L’accordo attraverso il quale, nel contesto di una compravendita immobiliare, le parti si obbligano a stipulare un contratto definitivo successivo entro una scadenza ben precisa prende il nome di contratto preliminare; esso include già il contenuto essenziale che poi si ritroverà nel contratto vero e proprio. Stiamo parlando di uno schema contrattuale che nella maggior parte dei casi precede la stipula del rogito finalizzata all’acquisto di una casa. In pratica nel preliminare di vendita si specificano tutti gli aspetti più importanti che riguardano l’affare che dovrà essere concluso.
Con la sentenza n. 7612 del 9 marzo del 2022, la Corte di Cassazione ha messo in evidenza che il promissario acquirente è legittimato a negare la sottoscrizione del contratto definitivo nel caso in cui scopra in seguito che la casa che sta per comprare è pignorata. In effetti, se l’immobile nel preliminare viene indicato come libero da ipoteche, è compito del venditore effettuare la cancellazione prima che si arrivi alla data prestabilita per il rogito. Per tutte le informazioni in merito, si può navigare sul sito di Dove.it, che è un prezioso punto di riferimento nel settore grazie alle sue guide e ai suoi approfondimenti.
La fattispecie a cui si riferisce la sentenza della Corte di Cassazione riguardava la stipula di un preliminare di vendita in cui al promissario acquirente era stato garantito, dai promittenti venditori, che la casa in vendita era libera da qualunque trascrizione tale da poter pregiudicare il diritto di proprietà, come per esempio le ipoteche. Tuttavia, l’acquirente prima che giungesse il termine previsto per la sottoscrizione della vendita definitiva si era reso conto del fatto che la casa era gravata da ipoteca, a differenza di ciò che il venditore aveva garantito: ecco perché aveva deciso di non firmare il rogito.
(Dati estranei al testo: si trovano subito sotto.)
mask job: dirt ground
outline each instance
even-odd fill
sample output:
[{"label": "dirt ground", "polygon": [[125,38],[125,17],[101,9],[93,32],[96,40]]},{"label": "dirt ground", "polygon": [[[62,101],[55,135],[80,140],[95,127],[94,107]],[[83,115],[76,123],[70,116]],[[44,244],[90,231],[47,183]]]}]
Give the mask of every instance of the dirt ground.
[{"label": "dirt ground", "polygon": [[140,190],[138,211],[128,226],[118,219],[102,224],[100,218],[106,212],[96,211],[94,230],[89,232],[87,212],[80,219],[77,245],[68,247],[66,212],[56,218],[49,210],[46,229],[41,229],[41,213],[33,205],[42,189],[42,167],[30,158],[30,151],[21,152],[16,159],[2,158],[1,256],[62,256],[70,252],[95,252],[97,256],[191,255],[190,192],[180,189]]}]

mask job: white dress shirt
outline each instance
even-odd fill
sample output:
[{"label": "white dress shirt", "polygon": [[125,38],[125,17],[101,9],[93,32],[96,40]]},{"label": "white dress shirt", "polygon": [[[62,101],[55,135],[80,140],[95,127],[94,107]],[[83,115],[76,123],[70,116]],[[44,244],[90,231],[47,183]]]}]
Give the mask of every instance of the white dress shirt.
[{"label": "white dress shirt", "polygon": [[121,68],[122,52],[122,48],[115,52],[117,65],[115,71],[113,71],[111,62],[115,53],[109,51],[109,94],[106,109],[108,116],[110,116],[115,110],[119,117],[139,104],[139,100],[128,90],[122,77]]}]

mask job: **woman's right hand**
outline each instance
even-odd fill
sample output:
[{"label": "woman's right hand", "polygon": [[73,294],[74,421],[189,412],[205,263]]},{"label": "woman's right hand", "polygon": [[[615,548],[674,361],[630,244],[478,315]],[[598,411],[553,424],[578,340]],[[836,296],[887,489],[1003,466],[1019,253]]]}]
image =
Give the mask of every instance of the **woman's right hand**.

Secondo i giudici di merito, il comportamento di chi era intenzionato ad acquistare era giustificato, anche se era stato lasciato passare il termine previsto per la sottoscrizione del rogito. Tra l’altro il compratore aveva già contestato ai venditori l’esistenza dell’ipoteca, ma non aveva mai ricevuto una risposta in merito; anzi, dopo un anno si era visto recapitare una diffida ad andare al notaio per il rogito. In base a quanto previsto dall’articolo 1453 del codice civile, è stato possibile dichiarare, proprio a causa dell’inadempimento dei venditori, la risoluzione del contratto preliminare di vendita.